Google's newly enhanced results also look at what it calls the "Knowledge Graph," a massive database with 570 million items, connected 18 billion ways, according to Google.
The results understand questions — "What time is it in Tokyo?" — and conversations that begin with a question and continue with follow-up queries you can ask in shorthand.
For instance, we asked Google to show us photos of the Eiffel Tower, and continued with "What year was it built?" and "Where is it?"
Google got all three on the money.
It can now do comparisons — "What's the difference between olive oil and butter?" — and show the calories, carbs and total fat for each.
Additionally, the Knowledge Graph pulls from your various Google tools, as long as you're signed into Google.
You may or may not like this, depending upon how much personal information you want Google to have. But once you're signed in, Google can pull from your Gmail, Google+ social network, Picasa photo library and more.
In our tests, we asked Google to yank "my sunset photos" (from G+) and find my upcoming flight to New York (from Gmail), and both worked spot on.
In past USA TODAY pieces about Google search, we've heard from readers who were uncomfortable having Google know even more about them. They found Bing to be less intrusive.
Reader Rich Steinberg, a Bing user, said "I avoid using Google as much as possible. I don't trust them at all."
Reader Mark Jenkins said he switched to Bing, because he didn't like how Google tries to jump-start his queries by offering responses before he's finished typing the question. "Bing makes suggestions but does not start something until I say go."
Here by the beach, most consumers we spoke with were die-hard Google users.
"I only use Google," said Jenny Cameron, from Bakersfield, Calif. "It's my default."
Angela Stephens, visiting from Georgia, switches immediately back to Google when Bing shows up on her computer. "I never use Bing," she says.
But Gwen Speas of Oregon does. Her Bing search is part of her MSN home page, and she likes it. "I use Bing, but I say Google," she says. "I'm actually Binging."
Beyond the "Bing It On," campaign, Microsoft is working hard to woo users from Google by paying them. The Bing "Rewards" program distributes retail discounts and freebies, similar to a frequent-flier program. A massive Bing searcher (every two searches is worth a point) could get a free Redbox DVD rental (110 points), $25 off an Expedia flight (250 points) or a $5 Starbucks card (525 points).
THE NEW GOOGLE SEARCH
Google suggested we try the searches on mobile, where voice-activated search has gotten much attention from the company. The results — from flights, photos, olive oil vs. butter and a query about how many calories there are in a grape — handily beat Apple's Siri in speed and relevance.
Bing's app (on iOS, Android and Windows Phone,) paled in comparison:
• The Eiffel Tower query: Bing showed hotels near Eiffel Tower and a Wikipedia article about its history.
• "Show me my sunset photos." Results: Online sunset pictures.
On the plus side, when we asked Google and Bing a trick question — "How old is Punky Brewster?" — " Bing got it right, and Google didn't.
(Bing responded with the age of the actress who played Punky on the 1980s sitcom — Soleil Moon Frye — while Google responded with a link to a Wikipedia entry for the TV show as the top result.
So, it's great that Microsoft is spending lots of money and energy on improving its search results.
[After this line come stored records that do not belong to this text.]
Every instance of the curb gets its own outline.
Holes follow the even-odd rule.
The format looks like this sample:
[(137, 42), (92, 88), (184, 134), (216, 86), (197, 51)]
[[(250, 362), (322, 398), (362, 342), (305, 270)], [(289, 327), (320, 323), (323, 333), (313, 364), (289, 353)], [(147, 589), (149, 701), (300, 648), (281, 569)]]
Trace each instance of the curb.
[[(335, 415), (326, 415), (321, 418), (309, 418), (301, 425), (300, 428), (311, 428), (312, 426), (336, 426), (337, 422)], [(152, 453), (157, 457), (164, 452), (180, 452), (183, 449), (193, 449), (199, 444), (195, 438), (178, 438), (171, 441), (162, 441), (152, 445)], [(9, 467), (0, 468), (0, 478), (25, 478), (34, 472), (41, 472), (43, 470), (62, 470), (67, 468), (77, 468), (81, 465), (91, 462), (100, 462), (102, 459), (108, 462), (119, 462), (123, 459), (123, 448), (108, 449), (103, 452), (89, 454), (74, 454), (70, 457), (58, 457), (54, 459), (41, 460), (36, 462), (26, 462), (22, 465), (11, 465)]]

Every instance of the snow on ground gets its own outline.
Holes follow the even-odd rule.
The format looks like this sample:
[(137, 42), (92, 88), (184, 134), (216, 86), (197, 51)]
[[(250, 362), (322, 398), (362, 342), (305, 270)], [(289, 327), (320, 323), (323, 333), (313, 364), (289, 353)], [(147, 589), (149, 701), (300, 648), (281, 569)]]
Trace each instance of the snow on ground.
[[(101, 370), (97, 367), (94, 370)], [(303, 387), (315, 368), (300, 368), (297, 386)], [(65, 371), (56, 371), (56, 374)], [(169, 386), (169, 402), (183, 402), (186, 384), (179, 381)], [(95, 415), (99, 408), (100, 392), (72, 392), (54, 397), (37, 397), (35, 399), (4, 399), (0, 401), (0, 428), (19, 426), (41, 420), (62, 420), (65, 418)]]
No one wants to live in a world where Google's results are the only option.
While the company clearly overreached in claiming that people prefer Bing to Google (just look at the market-share data) Bing has morphed into a fine search engine.
Complaints about Google search largely have to do with privacy. Maybe you don't want Google to know what you're thinking, or fish through your e-mails and pull up your flight info, or give you search results before you've even finished typing.
That said, if it's basic information you're looking for, you want it to be fast and accurate, and are willing to surrender parts of your life to Google, well, it's still far and away the best game in town.